Share on facebook
Share on twitter
Share on linkedin
Share on email
Share on whatsapp

Chyba nie ma takiego kibica, który by się nie zastanawiał, jaką osobą prywatnie jest dany sportowiec. Co lubi czytać? Z którym zawodnikiem najchętniej jeździ w parze? Czy preferuje uczesanie w stylu Antonia Lindbäcka, czy też może Jarosława Hampela? W naszym nowym cyklu – Pod szprycą pytań – będziemy pytać żużlowców (i nie tylko) o kwestie, których dotąd nikt nie poruszał. Na pierwszy ogień trafia senior Eltrox Włókniarza Częstochowa, Paweł Przedpełski.

Twoje ulubione przedmioty z czasów szkolnych to…

Język angielski i wychowanie fizyczne.

Twoja ulubiona książka to…

„Siła spokoju. Droga miłującego pokój wojownika” Dana Millmana.

Twój ulubiony film to…

Preferuję seriale – moim ulubionym jest „Strzelec”.

Twój ulubiony aktor to…

Matthew McConaughay. Szczególnie podobał mi się w filmie „Nie wszystko złoto co się świeci”.

Twoja ulubiona aktorka to…

Jennifer Lopez.

Twoja ulubiona potrawa to…

Sałatka z buraka z kozim serem.

Twój ulubiony alkohol to…

Białe wino wytrawne.

Twoje wymarzone miejsce na wakacje to…

Wyspy Zielonego Przylądka.

Twoja ulubiona marka samochodów to…

Mercedes-Benz.

Twój ulubiony klub piłkarski to…

FC Barcelona.

Twój sportowy idol to…

Ze świata speedwaya był nim Greg Hancock, natomiast spośród innych dyscyplin – Leo Messi.

Twój ulubiony tor żużlowy to…

W Polsce lubię tor na Motoarenie w Toruniu, a za granicą tor na stadionie w Västervik.

Najbardziej niedoceniany żużlowiec w PGE Ekstralidze to…

Hmm, trudne pytanie… (chwila ciszy). Mimo wszystko, Janusz Kołodziej.

Lotne starty – przepisy powinny przewidywać rygorystyczne pilnowanie przez sędziów Waszej nieruchomości czy też należy wrócić do liberalnego podejścia sprzed lat?

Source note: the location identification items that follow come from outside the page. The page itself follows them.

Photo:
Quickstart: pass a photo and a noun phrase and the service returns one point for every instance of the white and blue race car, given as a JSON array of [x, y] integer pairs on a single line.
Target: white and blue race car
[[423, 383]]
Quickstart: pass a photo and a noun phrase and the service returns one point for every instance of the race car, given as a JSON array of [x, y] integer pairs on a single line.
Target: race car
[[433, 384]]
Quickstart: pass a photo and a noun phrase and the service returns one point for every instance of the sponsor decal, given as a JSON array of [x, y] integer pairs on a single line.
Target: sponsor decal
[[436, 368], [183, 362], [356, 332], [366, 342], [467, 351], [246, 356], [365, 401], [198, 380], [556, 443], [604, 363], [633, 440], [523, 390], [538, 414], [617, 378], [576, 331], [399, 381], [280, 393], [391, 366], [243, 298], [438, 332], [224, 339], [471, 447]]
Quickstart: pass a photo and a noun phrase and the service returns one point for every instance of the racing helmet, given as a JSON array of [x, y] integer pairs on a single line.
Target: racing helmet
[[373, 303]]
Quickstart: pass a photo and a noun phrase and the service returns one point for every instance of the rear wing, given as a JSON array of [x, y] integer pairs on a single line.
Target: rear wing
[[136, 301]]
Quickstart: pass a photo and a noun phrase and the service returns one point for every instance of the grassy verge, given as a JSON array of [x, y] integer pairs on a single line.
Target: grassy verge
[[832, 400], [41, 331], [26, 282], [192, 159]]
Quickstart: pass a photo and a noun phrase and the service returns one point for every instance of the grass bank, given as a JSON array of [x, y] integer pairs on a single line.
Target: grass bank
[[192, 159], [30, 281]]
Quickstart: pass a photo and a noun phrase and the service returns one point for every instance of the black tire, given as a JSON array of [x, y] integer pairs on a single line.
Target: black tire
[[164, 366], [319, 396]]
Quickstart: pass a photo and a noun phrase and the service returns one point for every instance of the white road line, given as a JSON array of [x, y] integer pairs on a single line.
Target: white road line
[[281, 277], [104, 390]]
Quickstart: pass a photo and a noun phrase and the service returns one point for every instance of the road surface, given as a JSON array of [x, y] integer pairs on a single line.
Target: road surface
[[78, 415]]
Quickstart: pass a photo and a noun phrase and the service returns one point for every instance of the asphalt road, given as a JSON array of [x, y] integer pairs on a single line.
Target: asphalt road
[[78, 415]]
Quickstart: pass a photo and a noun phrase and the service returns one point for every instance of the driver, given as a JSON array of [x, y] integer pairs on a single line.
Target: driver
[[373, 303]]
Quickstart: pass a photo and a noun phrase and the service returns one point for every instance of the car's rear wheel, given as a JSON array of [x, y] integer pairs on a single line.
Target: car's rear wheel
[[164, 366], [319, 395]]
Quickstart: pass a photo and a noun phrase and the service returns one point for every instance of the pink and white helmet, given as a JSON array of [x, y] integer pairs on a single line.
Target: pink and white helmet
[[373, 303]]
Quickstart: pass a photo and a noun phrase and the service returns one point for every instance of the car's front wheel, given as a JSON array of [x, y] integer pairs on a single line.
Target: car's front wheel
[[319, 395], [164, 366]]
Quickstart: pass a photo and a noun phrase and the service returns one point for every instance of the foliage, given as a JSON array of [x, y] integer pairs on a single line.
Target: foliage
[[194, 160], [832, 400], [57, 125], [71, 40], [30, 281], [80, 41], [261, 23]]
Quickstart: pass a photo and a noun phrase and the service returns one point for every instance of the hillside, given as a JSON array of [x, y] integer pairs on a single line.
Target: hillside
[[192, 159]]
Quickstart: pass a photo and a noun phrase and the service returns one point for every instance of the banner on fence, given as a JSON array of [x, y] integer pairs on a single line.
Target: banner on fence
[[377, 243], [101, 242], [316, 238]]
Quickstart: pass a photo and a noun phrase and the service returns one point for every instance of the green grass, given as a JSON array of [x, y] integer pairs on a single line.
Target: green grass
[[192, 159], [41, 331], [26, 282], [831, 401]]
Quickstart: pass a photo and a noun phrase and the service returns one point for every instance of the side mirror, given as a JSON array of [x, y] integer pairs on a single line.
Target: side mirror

Myślę, że żadna z tych skrajności nie jest odpowiednia. „Freestyle” z minionej epoki był zły, ale teraz posunęliśmy się za daleko. Musimy znaleźć złoty środek.

Wolisz jechać w jednej parze z Leonem Madsenem czy Chrisem Holderem?

Z Chrisem Holderem (śmiech).

A kto jest Twoim ulubionym partnerem z pary?

Greg Hancock.

Wolisz trening biegowy czy na siłowni?

Bieganie.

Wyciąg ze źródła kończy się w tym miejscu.